Une réflexion juridique citoyenne et responsable

Une des indications de B. Saintourens, président de la commission de la réforme STG du programme de droit est significative du nouvel esprit de cet enseignement : "Il faut veiller à ce que le droit ne soit pas perçu comme une série de règles qu'il suffirait d'apprendre en se dispensant de s'interroger sur leur origine, les causes politiques et économiques qui les ont fait naître. Donner du sens à l'enseignement du droit, c'est privilégier la compréhension de l'origine et des caractères de la règle de droit..." Le droit ne s'enseigne pas et ne s'apprend pas comme "un empilement de connaissances souvent dépassées avant d'être complètement apprises, présentées sous forme de liste de notions réduites à une terminologie technique". On cherche à privilégier la raison d'être des règles de droit en mettant notamment en place :

  • des concepts fondamentaux (la personnalité juridique, les droits subjectifs, les contrats, la responsabilité) ;
  • des principes juridiques fondateurs du droit français (la liberté contractuelle, les principes de l'organisation judiciaire) ;
  • un raisonnement juridique privilégiant une logique d'ensemble et la construction d'un sens global.

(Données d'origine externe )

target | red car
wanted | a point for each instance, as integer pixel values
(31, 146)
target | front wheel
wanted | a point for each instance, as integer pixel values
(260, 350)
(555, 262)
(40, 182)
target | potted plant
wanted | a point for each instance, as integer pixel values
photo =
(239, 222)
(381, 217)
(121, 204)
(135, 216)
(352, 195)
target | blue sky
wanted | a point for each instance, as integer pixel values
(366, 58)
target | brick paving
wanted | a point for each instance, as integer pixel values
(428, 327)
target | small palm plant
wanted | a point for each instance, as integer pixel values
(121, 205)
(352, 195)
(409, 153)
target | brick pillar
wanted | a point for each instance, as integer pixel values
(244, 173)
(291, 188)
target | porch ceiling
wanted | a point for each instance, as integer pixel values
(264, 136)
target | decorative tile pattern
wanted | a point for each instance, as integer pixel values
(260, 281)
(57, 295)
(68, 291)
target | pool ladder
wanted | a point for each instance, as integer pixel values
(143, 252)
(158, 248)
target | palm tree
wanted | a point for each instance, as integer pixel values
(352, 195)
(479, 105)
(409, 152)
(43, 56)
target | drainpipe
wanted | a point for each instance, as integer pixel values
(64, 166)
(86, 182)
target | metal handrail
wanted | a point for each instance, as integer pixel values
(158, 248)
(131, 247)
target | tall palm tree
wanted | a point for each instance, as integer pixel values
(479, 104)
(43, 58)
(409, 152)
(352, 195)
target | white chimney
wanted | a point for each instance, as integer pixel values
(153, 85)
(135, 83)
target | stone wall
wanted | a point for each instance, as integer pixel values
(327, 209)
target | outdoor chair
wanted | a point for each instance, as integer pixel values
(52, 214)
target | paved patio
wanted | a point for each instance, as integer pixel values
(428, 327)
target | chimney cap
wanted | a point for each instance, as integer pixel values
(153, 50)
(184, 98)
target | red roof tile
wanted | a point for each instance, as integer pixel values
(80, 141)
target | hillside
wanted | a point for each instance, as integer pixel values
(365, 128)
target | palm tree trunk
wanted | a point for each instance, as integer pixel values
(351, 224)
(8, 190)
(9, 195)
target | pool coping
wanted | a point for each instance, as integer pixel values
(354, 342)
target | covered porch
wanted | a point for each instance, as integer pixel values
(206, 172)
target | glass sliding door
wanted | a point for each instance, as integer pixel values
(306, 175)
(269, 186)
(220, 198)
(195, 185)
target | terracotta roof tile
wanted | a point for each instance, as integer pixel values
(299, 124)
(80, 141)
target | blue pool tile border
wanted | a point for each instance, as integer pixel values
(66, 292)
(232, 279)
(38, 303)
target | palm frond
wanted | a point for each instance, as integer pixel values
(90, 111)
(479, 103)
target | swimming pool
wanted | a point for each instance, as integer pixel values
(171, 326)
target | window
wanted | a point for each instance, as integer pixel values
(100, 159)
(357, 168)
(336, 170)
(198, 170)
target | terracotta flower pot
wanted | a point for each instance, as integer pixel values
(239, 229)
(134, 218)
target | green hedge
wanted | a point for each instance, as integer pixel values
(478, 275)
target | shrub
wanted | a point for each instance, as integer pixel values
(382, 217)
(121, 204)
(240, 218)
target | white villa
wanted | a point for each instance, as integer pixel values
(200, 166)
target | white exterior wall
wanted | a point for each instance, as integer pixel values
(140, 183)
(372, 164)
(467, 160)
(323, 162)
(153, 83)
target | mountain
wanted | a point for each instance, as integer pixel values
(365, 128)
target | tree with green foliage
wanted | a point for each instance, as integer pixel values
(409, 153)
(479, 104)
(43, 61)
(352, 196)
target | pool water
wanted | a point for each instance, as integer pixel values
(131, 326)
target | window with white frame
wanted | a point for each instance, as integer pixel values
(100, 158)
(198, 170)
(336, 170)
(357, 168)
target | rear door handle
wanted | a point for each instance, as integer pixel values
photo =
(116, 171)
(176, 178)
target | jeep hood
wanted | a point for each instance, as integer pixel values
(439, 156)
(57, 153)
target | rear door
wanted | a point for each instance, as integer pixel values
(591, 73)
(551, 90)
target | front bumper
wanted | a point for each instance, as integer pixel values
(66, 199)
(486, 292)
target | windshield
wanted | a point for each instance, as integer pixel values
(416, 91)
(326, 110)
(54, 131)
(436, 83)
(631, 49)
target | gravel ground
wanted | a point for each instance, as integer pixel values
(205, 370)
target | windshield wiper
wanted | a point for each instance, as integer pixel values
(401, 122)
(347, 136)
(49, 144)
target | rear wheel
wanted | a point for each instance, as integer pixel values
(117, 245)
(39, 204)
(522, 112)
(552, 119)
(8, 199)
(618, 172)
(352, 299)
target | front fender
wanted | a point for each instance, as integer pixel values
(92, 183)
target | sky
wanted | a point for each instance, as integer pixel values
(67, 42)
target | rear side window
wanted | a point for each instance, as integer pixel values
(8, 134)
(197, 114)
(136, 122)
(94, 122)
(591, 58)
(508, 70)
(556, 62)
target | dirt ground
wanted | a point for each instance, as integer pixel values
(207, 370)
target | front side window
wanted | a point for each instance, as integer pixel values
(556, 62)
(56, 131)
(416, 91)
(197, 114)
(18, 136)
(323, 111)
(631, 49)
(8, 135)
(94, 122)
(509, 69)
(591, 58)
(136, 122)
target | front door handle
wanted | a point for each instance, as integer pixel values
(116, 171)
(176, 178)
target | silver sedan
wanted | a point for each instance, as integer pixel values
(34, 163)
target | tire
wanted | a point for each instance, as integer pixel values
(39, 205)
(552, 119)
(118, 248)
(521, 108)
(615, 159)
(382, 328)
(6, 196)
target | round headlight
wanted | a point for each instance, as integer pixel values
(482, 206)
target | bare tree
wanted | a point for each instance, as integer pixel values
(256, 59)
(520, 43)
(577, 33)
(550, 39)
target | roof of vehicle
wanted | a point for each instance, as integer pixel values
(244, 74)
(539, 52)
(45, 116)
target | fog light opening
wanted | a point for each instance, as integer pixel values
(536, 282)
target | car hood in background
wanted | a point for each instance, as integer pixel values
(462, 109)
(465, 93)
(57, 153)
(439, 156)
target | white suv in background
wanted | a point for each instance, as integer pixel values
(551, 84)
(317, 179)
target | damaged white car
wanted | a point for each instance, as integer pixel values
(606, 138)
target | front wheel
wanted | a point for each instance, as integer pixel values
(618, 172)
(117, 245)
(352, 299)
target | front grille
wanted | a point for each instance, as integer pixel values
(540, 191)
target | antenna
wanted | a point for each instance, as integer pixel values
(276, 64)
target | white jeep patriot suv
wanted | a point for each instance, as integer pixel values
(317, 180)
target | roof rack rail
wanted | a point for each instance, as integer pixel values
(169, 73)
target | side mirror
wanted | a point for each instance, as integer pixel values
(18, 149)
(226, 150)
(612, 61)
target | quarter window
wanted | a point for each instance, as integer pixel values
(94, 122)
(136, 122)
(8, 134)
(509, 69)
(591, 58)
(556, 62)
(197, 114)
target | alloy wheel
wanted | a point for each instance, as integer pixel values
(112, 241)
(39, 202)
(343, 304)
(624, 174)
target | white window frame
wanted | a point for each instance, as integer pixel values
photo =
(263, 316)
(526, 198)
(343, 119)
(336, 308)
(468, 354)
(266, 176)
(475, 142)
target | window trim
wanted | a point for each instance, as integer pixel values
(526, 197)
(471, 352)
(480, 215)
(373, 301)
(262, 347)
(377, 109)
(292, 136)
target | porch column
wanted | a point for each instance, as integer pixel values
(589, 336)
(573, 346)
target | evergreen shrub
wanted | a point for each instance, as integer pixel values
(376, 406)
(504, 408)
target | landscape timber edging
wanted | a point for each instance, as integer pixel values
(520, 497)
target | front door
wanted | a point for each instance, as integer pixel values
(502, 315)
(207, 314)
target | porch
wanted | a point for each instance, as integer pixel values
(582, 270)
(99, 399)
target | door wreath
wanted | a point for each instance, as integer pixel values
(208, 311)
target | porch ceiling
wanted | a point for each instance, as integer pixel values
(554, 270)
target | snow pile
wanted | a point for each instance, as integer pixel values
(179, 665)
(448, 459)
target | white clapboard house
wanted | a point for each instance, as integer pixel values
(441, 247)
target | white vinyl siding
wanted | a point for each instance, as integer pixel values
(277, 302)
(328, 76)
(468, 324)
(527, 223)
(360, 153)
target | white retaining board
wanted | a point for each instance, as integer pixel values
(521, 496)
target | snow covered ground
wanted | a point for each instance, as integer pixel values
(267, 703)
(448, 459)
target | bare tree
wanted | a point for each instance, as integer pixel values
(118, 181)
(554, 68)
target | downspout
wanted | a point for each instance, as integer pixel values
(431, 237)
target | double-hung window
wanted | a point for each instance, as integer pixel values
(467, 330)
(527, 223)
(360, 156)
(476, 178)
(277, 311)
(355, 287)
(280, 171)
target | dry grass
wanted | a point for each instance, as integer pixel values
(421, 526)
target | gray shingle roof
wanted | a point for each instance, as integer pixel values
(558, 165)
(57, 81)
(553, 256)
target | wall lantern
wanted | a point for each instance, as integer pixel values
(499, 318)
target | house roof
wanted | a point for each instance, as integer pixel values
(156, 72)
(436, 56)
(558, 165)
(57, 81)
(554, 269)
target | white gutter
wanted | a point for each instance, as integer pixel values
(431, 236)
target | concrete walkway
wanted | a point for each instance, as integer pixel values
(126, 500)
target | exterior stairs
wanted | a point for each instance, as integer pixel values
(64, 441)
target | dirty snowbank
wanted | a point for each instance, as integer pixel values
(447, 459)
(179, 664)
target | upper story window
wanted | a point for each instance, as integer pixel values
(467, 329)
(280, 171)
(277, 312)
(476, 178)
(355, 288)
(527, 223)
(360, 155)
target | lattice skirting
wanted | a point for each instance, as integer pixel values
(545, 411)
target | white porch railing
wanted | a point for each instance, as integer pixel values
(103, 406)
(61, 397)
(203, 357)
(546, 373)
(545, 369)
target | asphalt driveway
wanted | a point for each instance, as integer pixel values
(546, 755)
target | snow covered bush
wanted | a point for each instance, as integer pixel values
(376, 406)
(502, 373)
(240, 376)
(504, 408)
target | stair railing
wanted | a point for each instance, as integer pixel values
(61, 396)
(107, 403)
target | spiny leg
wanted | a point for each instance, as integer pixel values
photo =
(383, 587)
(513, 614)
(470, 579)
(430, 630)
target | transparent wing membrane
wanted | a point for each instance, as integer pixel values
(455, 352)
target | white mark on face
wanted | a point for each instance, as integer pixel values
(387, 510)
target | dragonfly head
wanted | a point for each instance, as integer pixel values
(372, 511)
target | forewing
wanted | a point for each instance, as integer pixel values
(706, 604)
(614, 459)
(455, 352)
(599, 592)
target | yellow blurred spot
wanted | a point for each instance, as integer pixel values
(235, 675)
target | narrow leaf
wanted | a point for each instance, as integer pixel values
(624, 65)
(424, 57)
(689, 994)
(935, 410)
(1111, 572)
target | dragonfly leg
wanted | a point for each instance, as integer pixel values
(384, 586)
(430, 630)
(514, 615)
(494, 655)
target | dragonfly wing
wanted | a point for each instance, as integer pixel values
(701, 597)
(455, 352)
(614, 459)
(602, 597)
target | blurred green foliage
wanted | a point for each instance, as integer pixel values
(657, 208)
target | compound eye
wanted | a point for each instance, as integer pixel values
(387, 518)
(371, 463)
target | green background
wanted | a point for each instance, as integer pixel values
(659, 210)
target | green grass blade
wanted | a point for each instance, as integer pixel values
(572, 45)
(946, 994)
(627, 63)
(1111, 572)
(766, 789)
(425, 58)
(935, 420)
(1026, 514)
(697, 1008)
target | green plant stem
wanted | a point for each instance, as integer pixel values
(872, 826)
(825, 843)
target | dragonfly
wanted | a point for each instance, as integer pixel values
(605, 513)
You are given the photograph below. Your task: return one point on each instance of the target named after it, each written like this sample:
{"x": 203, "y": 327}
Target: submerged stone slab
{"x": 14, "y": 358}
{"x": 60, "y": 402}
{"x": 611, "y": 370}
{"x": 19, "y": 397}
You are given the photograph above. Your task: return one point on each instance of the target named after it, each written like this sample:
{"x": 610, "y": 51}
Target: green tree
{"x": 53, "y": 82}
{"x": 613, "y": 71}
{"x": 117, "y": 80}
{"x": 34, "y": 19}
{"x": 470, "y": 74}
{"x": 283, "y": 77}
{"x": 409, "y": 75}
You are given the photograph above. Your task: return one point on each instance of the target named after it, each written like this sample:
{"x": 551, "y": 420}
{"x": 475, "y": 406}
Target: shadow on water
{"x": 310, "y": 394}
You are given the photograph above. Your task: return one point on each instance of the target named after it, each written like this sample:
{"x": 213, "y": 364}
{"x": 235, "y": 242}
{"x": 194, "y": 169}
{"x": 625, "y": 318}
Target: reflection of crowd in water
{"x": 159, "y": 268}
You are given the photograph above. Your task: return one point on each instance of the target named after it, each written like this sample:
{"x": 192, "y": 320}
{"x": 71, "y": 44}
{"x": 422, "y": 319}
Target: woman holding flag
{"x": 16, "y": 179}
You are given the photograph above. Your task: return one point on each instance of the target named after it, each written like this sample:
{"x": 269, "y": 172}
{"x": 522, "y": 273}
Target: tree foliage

L'enseignement du droit contribue ainsi à la formation de l'élève-citoyen et acteur économique et social, en lui permettant de comprendre son environnement et d'appréhender le cadre juridique où il vit.

Par le travail individuel et le travail de groupe, l'élève pourra développer des méthodes et une rigueur intellectuelle le menant à une réflexion juridique citoyenne et responsable ayant pour principal objectif opérationnel la poursuite d'études supérieures.

Références

  • BO hors-série n° 1 du 12 février 2004, programmes des classes de première.
  • BO hors-série n° 2 du 24 février 2005, programmes des classes de terminale.